I love these videos, one of the best for actually figuring out what resins are worth looking into.
Id be very interested to see the differences in the Anycubic line up. specifically the DLP craftsman as its supposedly super high detail.
Thanks dude! Me to 🙂 i'm planning to test them all so stay tuned 🥼🤓
One of the best and most useful test videos I’ve seen. Subscribed. However… you may want to reconsider the smell test 😮, all resins give of VOC’s and so you’re taking a long term risk sticking your nose over the end of so many bottles to sniff them 😅
I stopped doing it 😉
I tested a few clear resins the way to get them back clear again after curing is to brush on a layer of the clear resin and cure it for 10 seconds!. OK It does add a thin layer of resin over the print but it doesn't seem to cover any details it'll not be wet with oil's either it's worth a try
you should try polishing the super clear stuff
polishing the resin itself or the clearcoat?
@@NoizieWorks The resin itself, it looks hard like the epoxy tables people make, you would just have to go slow and keep it cool id imagine
FIRST! LOL
But seriously, great video as usual.
🤟🤟
@@NoizieWorks By the way, the Jamg He Art & Engineering prints very good, but VERY slow (wait before cure and lift speeds) , and the settings they give are absurd - it took me 1.5 litres of testing to get it right.
I was seeing those delaminations of lower layers like you did until I found the right settings, "raising the bottom exposure time" has nothing to do with it, as you will see:
Bottom layer exposure 7.6 seconds, normal exposure 2.8 seconds, bottom lift/retract speeds 20 mm/min, normal lift/retract speeds 60mm/min, bottom wait before cure 40 seconds, bottom wait after cure 4 seconds, normal wait before cure 3 seconds, normal wait after cure 2 seconds, normal wait after lift 0.5 seconds, bottom lift height 6mm, normal lift height 4mm, bottom layers 10, transition layers 20, layer height 0.05mm.
This worked perfectly, no failures, good adhesion, easy to remove, supports work great and come off easily.
Settings were using Voxeldance Tango slicer, printer was 10.3" 8K Nova3D Whale3 SE using ACF.
Thanks for sharing! I just did what they told me but yes i think if you use the bottom layers to get more exposure in the raft and then transition into the supports most problems are fixed. Once in the supports i could print with the normal speed settings i used back then which was around 40mm/ stage 1 and 200 stage 2.

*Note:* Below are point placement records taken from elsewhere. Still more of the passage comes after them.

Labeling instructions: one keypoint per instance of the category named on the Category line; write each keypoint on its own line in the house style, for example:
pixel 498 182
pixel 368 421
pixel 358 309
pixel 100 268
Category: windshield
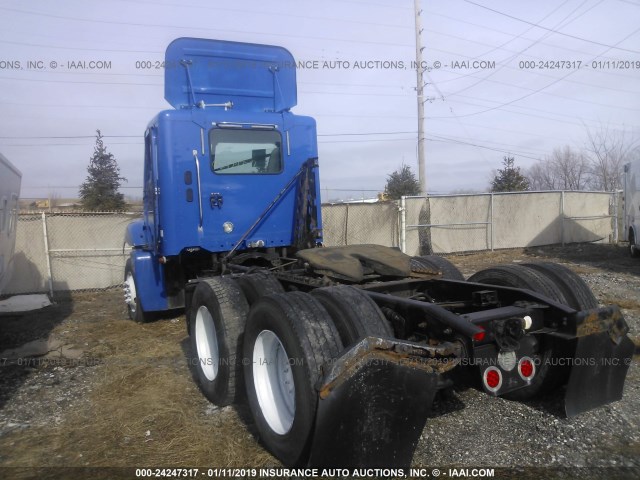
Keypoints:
pixel 245 151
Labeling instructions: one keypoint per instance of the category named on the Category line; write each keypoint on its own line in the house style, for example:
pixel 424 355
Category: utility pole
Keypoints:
pixel 422 178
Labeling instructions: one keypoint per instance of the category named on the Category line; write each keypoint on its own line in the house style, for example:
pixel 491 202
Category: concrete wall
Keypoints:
pixel 85 250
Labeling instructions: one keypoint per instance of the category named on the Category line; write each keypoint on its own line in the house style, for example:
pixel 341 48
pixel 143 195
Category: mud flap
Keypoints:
pixel 374 403
pixel 598 373
pixel 603 353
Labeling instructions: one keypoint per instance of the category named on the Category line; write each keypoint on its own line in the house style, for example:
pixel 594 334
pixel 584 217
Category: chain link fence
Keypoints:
pixel 84 251
pixel 69 251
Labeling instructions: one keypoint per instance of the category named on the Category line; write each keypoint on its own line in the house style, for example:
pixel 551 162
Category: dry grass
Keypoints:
pixel 144 408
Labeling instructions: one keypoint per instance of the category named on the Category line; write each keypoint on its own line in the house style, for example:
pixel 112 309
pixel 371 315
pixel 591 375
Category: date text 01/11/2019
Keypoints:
pixel 578 64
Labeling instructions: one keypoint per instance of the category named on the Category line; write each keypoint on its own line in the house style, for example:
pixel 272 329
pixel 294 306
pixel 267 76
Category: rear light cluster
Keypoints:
pixel 526 368
pixel 493 376
pixel 492 379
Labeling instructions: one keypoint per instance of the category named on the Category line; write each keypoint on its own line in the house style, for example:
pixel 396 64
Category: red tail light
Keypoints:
pixel 492 379
pixel 479 336
pixel 526 368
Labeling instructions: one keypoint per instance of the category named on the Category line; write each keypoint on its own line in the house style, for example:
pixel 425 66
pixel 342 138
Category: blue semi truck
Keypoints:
pixel 339 351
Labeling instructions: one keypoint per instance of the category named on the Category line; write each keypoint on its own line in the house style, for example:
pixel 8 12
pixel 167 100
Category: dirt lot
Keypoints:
pixel 104 391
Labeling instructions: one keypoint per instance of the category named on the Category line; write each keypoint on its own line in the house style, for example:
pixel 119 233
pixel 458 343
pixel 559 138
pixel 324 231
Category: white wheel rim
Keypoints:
pixel 130 292
pixel 273 382
pixel 206 343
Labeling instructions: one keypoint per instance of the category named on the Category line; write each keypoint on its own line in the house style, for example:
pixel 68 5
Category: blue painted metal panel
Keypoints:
pixel 256 78
pixel 135 234
pixel 245 196
pixel 149 279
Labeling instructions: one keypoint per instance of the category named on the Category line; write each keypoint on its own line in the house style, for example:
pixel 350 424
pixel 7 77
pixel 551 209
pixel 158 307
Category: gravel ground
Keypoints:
pixel 73 405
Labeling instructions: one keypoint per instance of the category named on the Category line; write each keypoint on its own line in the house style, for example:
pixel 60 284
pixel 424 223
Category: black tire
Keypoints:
pixel 308 341
pixel 132 300
pixel 353 313
pixel 578 295
pixel 634 251
pixel 433 262
pixel 218 316
pixel 256 285
pixel 518 276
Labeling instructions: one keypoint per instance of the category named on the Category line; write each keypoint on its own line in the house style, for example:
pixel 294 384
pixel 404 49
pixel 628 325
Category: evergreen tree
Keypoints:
pixel 402 182
pixel 99 192
pixel 509 178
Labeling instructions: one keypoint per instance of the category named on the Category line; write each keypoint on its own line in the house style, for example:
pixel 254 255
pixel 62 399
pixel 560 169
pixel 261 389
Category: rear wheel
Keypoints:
pixel 218 315
pixel 353 313
pixel 518 276
pixel 288 341
pixel 131 298
pixel 578 295
pixel 430 263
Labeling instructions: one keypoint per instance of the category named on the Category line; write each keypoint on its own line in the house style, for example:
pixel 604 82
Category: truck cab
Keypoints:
pixel 228 148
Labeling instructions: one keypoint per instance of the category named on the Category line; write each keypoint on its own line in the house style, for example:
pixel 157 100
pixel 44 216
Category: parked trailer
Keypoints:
pixel 340 351
pixel 632 206
pixel 10 179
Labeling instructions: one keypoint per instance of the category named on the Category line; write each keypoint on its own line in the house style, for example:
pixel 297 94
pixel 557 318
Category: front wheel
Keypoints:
pixel 288 341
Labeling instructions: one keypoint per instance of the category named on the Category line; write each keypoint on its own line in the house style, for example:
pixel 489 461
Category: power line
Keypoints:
pixel 527 30
pixel 495 30
pixel 271 13
pixel 492 73
pixel 552 30
pixel 190 27
pixel 538 90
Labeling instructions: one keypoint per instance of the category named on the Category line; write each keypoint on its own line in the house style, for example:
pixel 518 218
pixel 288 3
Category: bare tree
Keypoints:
pixel 541 176
pixel 608 150
pixel 564 169
pixel 571 167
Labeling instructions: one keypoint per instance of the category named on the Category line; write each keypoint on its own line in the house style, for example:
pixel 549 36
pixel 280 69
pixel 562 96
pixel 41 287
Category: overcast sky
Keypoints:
pixel 512 103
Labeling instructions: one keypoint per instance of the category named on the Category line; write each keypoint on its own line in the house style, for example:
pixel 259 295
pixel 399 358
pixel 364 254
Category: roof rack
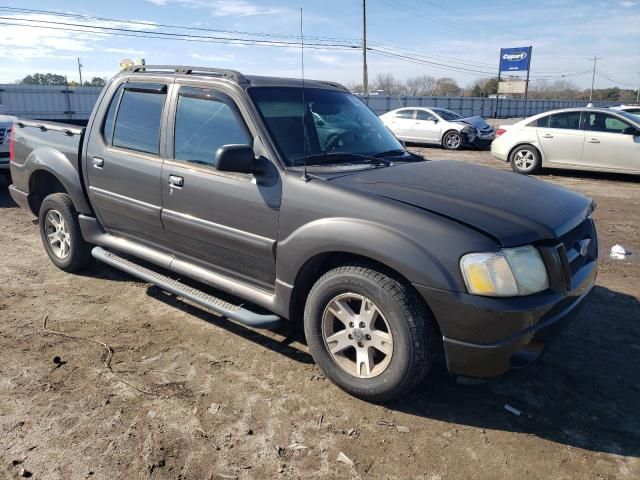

Now with acf i use 150 stage 1 (nova3d had these settings)and i'm thinking of dumping the 2 stage completely as i only need 3mm of peel on the acf and the 2 stage just makes it slower imo. What do you think? Btw they have a new art/engi that i can test, apperently it should hold up to sun better by like 2x 🤷♂️
@@NoizieWorks My experience, especially with ACF, is that TSMC is worse than useless, nothing is gained and it may even ruin prints unless it's slower than not using it - the printers don't have good enough motor control to make that viable, and also the deceleration and acceleration during TSMC either messes with precision or just slows things WAY down or both.
I used Jamg He's recommendation and did 30 seconds bottom exposure, it did NOT fix delamination and distortion, all that it caused is me to slightly damage a build plate for the first time ever - the resin tore off a bit of the anodization when removing the print because the resin literally "welded" to the anodization. As you see, I use 7.6 seconds for bottom layers exposure, and it's a little over-adhered for my experience and preference, but it's no problem getting the print off easily and cleanly. My regular exposure setting for this resin is the ideal for supports holding the print and coming off easily afterwards.
I am curious to try their (Nova 3D's) "Engineer" resin, do you mean theirs or Jamg He has a new version of Art & Engineering? By the way, the Jamg He A&E definitely has great detail and VERY flat (no warp at all that I can see)...
I’m looking for a resin or filament that is abrasion resistant and water resistant
Nylon filaments are good for abrasion but they do absorb water.